Hanging On

Last week’s Hurricane Irene dealt quite a blow to the East Coast. Never having been through an evacuation before, I had no real plan when time called for preparation to leave my home. Part of me—part of human nature—was focused on my heightened sense of impending consequences for what I may not get done, what I may forget, what I may lose. I carried this uneasy sense about me as I shut off gas lines and water, stowed what I could in the garage, and carried furniture to other rooms.

But I also carried with me a stronger sense and awareness for the faith I have been asked, by God, to build up—a faith that has taken me the better part of 46 years to grow into. And I can share with you that it helped ease my troubled mind. And while I was unsure about what the cause and effect of the storm that ripped up the Atlantic seaboard might well be for me and my community, I was also reminded of what’s cautioned in God’s Word: to be concerned about what we are storing up here on this earth.

I’ll be the first to say I’ve been blessed in this life. I will also tell you that I also have been through rough times, too. And it is because of the rough times that I better understand what God intends for us. He promises to be there, with us, through the bad stuff. But He is forthright in telling us—through so many experiential stories in the Bible—that even his best servants won’t be spared from the bad stuff. It can come in so many forms.

There’s a particular bend in the road near my home, where the intersection is graced by two lovely fruit trees: pear and apple. Last week they were loaded with beautiful fruit, and I couldn’t help but think of God’s abundance and creativity in adorning them so fair.

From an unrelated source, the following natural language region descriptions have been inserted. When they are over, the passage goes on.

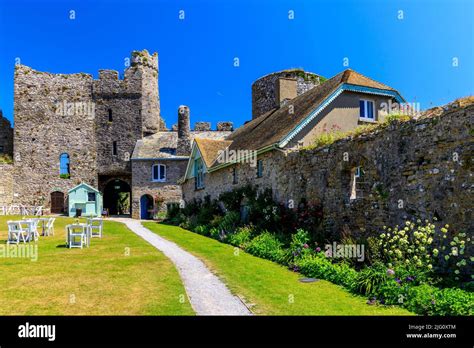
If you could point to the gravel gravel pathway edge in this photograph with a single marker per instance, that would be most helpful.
(207, 293)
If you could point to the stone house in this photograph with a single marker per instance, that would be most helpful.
(248, 155)
(72, 128)
(415, 169)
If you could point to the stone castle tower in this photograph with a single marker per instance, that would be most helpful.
(274, 90)
(95, 123)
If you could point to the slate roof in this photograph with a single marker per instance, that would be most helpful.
(163, 144)
(273, 126)
(209, 149)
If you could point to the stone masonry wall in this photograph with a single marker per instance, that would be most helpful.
(417, 169)
(142, 184)
(6, 136)
(6, 184)
(264, 89)
(43, 131)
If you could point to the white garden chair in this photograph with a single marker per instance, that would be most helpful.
(33, 230)
(76, 235)
(16, 233)
(96, 226)
(49, 228)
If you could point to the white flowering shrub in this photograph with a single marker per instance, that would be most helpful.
(424, 247)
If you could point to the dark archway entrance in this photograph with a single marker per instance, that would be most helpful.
(57, 202)
(146, 207)
(117, 194)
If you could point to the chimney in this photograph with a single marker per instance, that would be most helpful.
(202, 126)
(225, 126)
(184, 132)
(285, 90)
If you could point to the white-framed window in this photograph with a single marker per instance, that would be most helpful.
(259, 168)
(235, 177)
(357, 172)
(198, 174)
(367, 110)
(158, 173)
(114, 148)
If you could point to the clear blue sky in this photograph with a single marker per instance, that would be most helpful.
(414, 54)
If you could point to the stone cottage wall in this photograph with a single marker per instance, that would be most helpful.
(6, 184)
(6, 136)
(418, 169)
(169, 191)
(264, 92)
(53, 115)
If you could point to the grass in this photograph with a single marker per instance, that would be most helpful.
(266, 286)
(120, 274)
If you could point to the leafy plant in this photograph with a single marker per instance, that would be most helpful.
(241, 236)
(266, 246)
(370, 279)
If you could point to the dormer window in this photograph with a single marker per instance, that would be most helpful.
(114, 148)
(198, 174)
(366, 110)
(158, 173)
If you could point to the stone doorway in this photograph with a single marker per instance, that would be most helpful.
(57, 202)
(117, 197)
(146, 207)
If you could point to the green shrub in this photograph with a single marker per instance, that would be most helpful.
(299, 246)
(215, 233)
(370, 279)
(266, 246)
(203, 230)
(229, 222)
(241, 236)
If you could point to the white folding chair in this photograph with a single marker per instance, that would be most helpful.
(96, 226)
(49, 229)
(16, 233)
(33, 230)
(77, 236)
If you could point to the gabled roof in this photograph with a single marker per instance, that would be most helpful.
(209, 149)
(86, 185)
(162, 145)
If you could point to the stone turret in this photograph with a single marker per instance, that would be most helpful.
(145, 67)
(184, 131)
(276, 89)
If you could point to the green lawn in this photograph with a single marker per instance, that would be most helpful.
(120, 274)
(268, 287)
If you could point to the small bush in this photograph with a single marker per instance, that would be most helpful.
(266, 246)
(202, 230)
(241, 237)
(229, 222)
(370, 279)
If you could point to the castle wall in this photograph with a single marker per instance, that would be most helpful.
(122, 99)
(169, 191)
(6, 137)
(53, 115)
(417, 169)
(6, 184)
(264, 94)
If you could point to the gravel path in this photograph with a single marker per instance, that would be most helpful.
(207, 294)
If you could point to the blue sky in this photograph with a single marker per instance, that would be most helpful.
(414, 54)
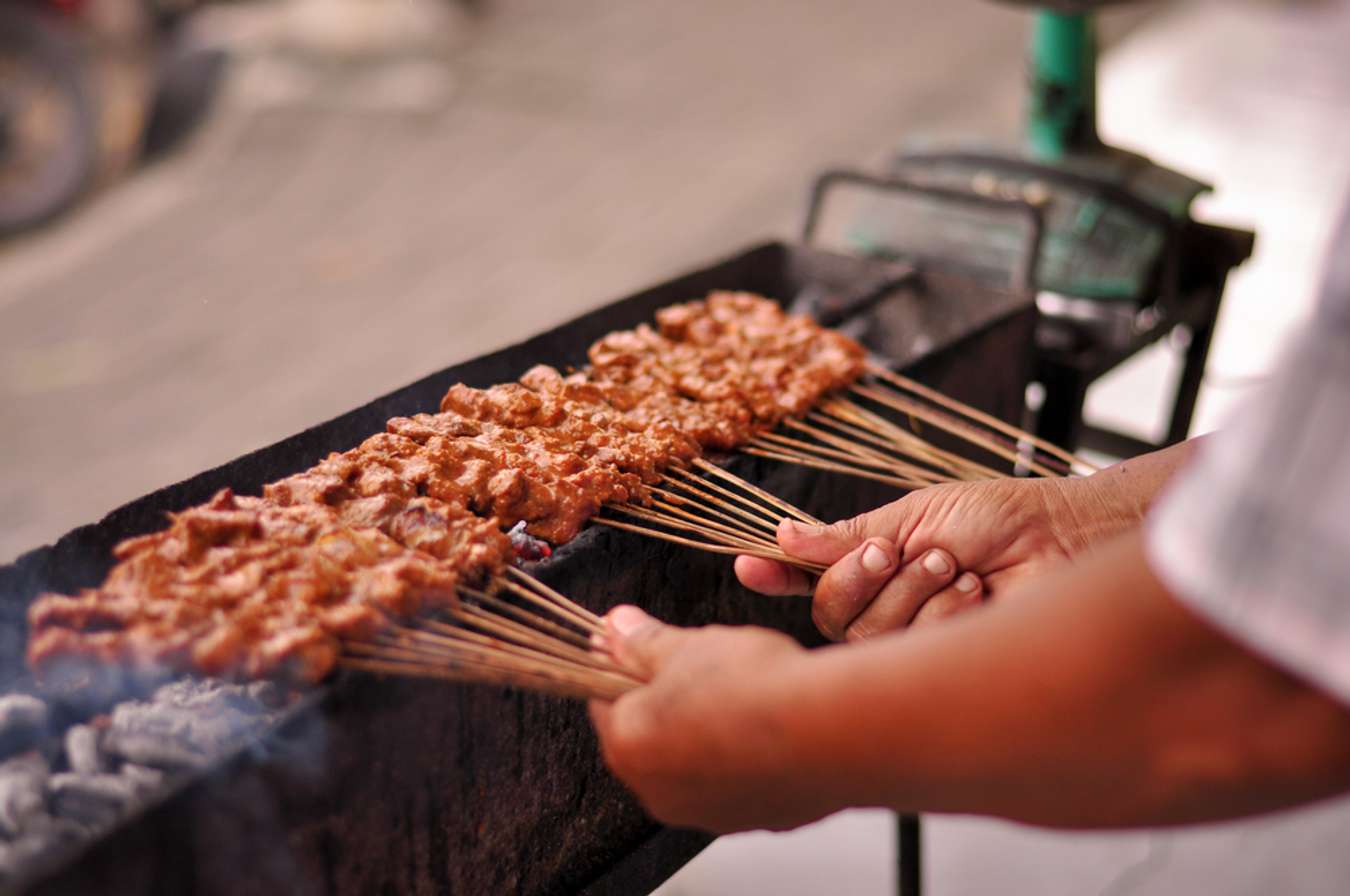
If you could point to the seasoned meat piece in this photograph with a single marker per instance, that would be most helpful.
(240, 586)
(270, 586)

After Irene departed, I drove by those trees. Still standing but much of the lovely fruit knocked to the ground, which is the feeling that I imagine so many people in the back areas and mountain locations of Vermont, New Jersey, New York, and Connecticut—normally tranquil places—must be feeling.

But I noticed something else, too, that being the fruit that still clung to the branches now dappled in sunlight, and that had weathered the storm. It was a small bit of inspiration. It reminded me of some of my own storms that, by God’s grace, I have weathered. And it gave me the opportunity to say a prayer for those whose lives have been turned upside down by an uncontrollable force of nature—a prayer that included the acknowledgment that at some point in time, we will encounter the pain of being a “suffering servant, tossed about in life’s storms, and that we will need grace to see us through. A prayer of consolation for those hurting now. A prayer of hope that they, like the fruit on the trees, will hang on through the bad stuff.